This post will contain no information about kegs, proper music, venues, or how to get girls to come to your party (though you SHOULD have some girls in your adventuring party, and we can talk about that later).
The Steampunk group is shaping up. We’ve got a lot of players (somewhere in the 6-9 range) and that can be a challenge. Keeping players engaged, keeping a modicuum of sanity to myself, and making sure that the spotlight shines on everyone is difficult. I’ve got a head start with the PDQ# system–it always takes a little while to explain, but once players grasp the core concepts they intuitively get it and can move quickly.
The trick is to be friendly but assertive. I’ve had the most success when I move from person to person, making sure they feel important when it is their turn–that their actions matter and drive the story. But if they start to bog things down with details, or just take more time than works for the group as a whole, give them a clear sign that you need to wrap up their action. Encourage players across the table to think about what they’re going to do and remind them when their turn is imminent. Make sure that most encounters have something for every player to do, a challenge to which their strengths are particularly suited.
That’s how I plan to address the actual table time issues, but there are a few other elements at play–an unfamiliar system with a lot of flexibility, for starters. I really like narrative, free-form systems–while I haven’t played too many tabletop games myself, I spent way too much time on free-form roleplay sites like Legend of the Green Dragon. There weren’t too many rules there, aside from 1) Everyone gets to decide what happens to their character and 2) You can only get away with what your peers will let you get away with. That was an excellent experience for figuring out how to portray a character as talented but not Mary-Sue esque (you will hear the crap out of this stuff later on), and it also helped me get good at trying to include diverse characters in a single plot.
A lot of folk are uncomfortable with the amount of choice–there’s no list of feats or skills to pick from! I’ve decided to start by asking people to come up with a concept and throwing a bunch of inspiration sources at them. As long as they have a cool idea, we can bring it to life.

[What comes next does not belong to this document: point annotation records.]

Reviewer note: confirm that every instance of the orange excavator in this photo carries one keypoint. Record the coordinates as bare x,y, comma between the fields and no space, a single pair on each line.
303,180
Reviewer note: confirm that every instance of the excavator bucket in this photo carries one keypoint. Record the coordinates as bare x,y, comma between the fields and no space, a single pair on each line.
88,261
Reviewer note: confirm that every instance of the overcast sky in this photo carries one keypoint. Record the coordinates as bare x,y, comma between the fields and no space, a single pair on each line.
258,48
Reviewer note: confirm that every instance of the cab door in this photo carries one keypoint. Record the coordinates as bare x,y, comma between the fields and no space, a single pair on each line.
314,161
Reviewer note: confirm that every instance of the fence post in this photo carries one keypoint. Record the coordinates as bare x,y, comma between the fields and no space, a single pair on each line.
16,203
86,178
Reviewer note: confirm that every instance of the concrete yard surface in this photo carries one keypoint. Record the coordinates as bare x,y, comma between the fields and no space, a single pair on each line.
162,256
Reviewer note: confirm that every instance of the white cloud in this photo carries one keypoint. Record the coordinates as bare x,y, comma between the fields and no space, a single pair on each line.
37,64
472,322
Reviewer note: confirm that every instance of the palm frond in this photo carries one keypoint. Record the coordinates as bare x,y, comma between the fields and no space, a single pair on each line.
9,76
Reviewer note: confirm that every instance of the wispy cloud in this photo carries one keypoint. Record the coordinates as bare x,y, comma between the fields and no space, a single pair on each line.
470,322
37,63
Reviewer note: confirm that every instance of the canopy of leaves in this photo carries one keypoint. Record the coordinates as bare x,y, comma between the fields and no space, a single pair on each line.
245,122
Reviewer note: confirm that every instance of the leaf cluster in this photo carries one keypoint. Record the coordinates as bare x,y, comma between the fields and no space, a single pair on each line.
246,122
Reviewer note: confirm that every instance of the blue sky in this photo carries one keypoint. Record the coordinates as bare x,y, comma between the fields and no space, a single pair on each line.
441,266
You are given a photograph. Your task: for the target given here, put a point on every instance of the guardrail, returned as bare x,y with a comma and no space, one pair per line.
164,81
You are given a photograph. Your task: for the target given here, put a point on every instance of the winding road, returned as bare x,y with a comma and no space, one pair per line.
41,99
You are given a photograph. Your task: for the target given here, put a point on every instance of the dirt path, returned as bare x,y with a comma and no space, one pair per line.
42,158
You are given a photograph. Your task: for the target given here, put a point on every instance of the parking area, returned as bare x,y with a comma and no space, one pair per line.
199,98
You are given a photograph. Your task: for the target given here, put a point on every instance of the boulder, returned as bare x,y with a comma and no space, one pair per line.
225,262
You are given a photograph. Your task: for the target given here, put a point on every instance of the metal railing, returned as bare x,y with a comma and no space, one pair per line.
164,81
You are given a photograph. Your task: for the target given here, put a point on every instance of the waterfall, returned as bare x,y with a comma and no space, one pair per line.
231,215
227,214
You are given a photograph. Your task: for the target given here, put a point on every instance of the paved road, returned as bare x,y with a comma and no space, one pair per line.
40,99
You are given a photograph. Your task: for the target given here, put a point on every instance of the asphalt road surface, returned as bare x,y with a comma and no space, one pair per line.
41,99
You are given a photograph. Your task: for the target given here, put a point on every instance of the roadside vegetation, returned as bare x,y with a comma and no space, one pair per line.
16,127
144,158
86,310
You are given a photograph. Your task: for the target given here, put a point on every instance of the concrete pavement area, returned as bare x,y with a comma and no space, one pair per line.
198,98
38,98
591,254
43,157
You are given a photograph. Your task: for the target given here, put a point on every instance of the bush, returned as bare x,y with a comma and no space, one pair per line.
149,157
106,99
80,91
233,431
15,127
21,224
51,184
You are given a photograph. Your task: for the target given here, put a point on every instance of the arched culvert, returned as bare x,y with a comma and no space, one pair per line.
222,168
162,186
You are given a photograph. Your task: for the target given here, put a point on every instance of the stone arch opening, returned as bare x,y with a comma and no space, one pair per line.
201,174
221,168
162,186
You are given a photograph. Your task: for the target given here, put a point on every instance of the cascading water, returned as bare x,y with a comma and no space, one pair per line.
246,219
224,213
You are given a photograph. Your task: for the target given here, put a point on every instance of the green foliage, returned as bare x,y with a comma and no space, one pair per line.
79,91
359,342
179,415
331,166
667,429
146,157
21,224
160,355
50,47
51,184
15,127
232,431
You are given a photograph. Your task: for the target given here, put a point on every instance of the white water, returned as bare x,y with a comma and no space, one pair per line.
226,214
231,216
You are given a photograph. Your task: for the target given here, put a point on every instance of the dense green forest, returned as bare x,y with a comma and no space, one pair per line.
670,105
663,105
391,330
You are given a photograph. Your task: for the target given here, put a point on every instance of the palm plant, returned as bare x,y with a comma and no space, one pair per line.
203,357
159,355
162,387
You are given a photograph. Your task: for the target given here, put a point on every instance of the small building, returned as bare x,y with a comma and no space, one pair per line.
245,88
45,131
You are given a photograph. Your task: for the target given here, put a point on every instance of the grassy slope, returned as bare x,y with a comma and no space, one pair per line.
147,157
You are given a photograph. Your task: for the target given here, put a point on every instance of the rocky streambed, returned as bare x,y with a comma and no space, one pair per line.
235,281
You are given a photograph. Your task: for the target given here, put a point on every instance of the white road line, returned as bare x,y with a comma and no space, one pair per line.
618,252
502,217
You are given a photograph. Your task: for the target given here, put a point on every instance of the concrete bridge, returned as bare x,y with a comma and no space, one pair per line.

Which brings me to the last challenge–experience. In most of the games I’ve run over the years, 50% of the players have little to no experience. I firmly hold that it is the GM’s job to know the rules and prevent them from getting in the way of fun. Not by ignoring them (though Rule 0 holds true) but by managing them behind the scenes until the players are comfortable and interested enough to learn them themselves. It can get old waiting for someone to figure out how to calculate their attack bonus for the twentieth time, but patience and compassion here can be the difference between introducing a great new player to the craft and driving yet another person away from the clubhouse.